Brief facts leading to the above issue are that the assessee is a discretionary trust and is being assessed in the status of AOP. The AO during the course of assessment proceedings noted that it is not entitled for the claim of interest paid to 100 beneficiaries of the trust amounting to Rs.53.30 lacs and he assessed the same as “income from other sources”. The CIT(A) deleted the addition and directed the AO to examine the necessary details in view of the decision of the Tribunal in the assessee’s own case for A.Y. 2008-09 in dated 31.10.2013, The CIT(A) reproduced the relevant finding of the Tribunal. Aggrieved, against setting aside the matter back to the file of the AO and stating that the CIT(A) has violated the provisions of section 251(1)(a) of the Act, the revenue is in appeal before us.
According to the learned senior DR, the powers of the CIT(A) in respect of setting aside the assessment or remanding the matter back is now withdrawn. The learned counsel for the assessee stated that the Tribunal in assessee’s own case for A.Y. 1989-90 in order dated 29.03.1995 has allowed the claim of the assessee. He referred to page 3 of the Tribunal order and the relevant findings of the Tribunal reads as under:
“4. ...In this view of the matter, we are of the opinion that the interest payable to the beneficiaries is deductible for the asstt. yrs. under appeal. We may further point out that there was no dispute in earlier years (which were subject matter of appeals before the Tribunal) where interests were assessed in the hands of the beneficiaries on their determinate share and the Tribunal had given relief to the assessee on the basis, inter alia, that it would be a double taxation if that interest income has been added again the hands of the assessee. We, therefore, allow the contention of the assessee in these years and allow the appeals on this ground.”

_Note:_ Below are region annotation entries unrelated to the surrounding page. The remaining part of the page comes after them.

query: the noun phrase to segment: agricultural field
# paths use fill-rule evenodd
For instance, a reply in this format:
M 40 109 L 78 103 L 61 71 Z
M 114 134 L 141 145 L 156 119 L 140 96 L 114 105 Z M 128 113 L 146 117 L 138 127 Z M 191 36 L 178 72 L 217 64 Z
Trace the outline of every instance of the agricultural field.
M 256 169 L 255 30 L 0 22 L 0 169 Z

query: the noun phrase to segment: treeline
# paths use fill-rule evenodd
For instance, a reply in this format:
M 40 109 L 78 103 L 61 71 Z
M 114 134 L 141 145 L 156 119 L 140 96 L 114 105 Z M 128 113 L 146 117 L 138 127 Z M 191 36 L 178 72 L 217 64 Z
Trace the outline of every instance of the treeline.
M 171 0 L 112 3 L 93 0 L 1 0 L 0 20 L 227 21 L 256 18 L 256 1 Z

The learned counsel for the assessee also stated that in A.Ys. 1986-87 and 1987-88, the Tribunal in & 4144/Mum/1991 has also allowed the claim of the assessee and he referred to the relevant para 4 of the order, which reads as under:
“4. .... We may further point out that there was no dispute in earlier years (which were subject matter of appeals before the tribunal) where interests were assessed in the hands of the beneficiaries on their determinate shares and teh Tribunal had given relief to the assessee on the basis, inter-alia, that it would be a double taxation if that interest income has been added again in the hands of the assessee. We, therefore, allow the contention of the assessee in these years and allow the appeals on this ground.” In view of the above, the learned counsel for the assessee stated that exactly identical claim on identical facts has consistently been allowed by the Tribunal and there is no issue of restoring back the same.
We have heard the rival contentions and gone through the facts and circumstances of the case. As regards the facts there is no dispute. There is no dispute that the Tribunal in A.Ys. 1986-87 and 1987-88 vide order dated 29.03.1995 and also in A.Y. 1989-90 vide order dated 29.03.1995 has allowed the claim of the assessee in respect of interest distributed among the beneficiaries and allowed deduction to the Trust. But now in the latest decision of the Tribunal for A.Y. 2008- 09, the Tribunal has remanded the matter back to the file of the AO to decide The issue regarding deductibility of interest paid to beneficiaries in terms of the decision of the Hon’ble Gujarat High Court in the case of CIT vs. Tanvi Sajani Family Trust (1994) 209 ITR 497 (guj). The learned counsel for the assessee fairly agreed on the proposition of remanding the matter back to the file of the AO. In terms of the above, we restore the matter back to the file of the AO and direct him to decide the issue of payment of interest to assessee’s beneficiaries as well as deductibility in terms of the decision of the Hon’ble Gujarat High Court in the case of CIT vs. Tanvi Sajani Family Trust (supra).
In the result, the revenue’s appeal is allowed for statistical purposes.
Order pronounced in the open court on this day of 8th June 2016.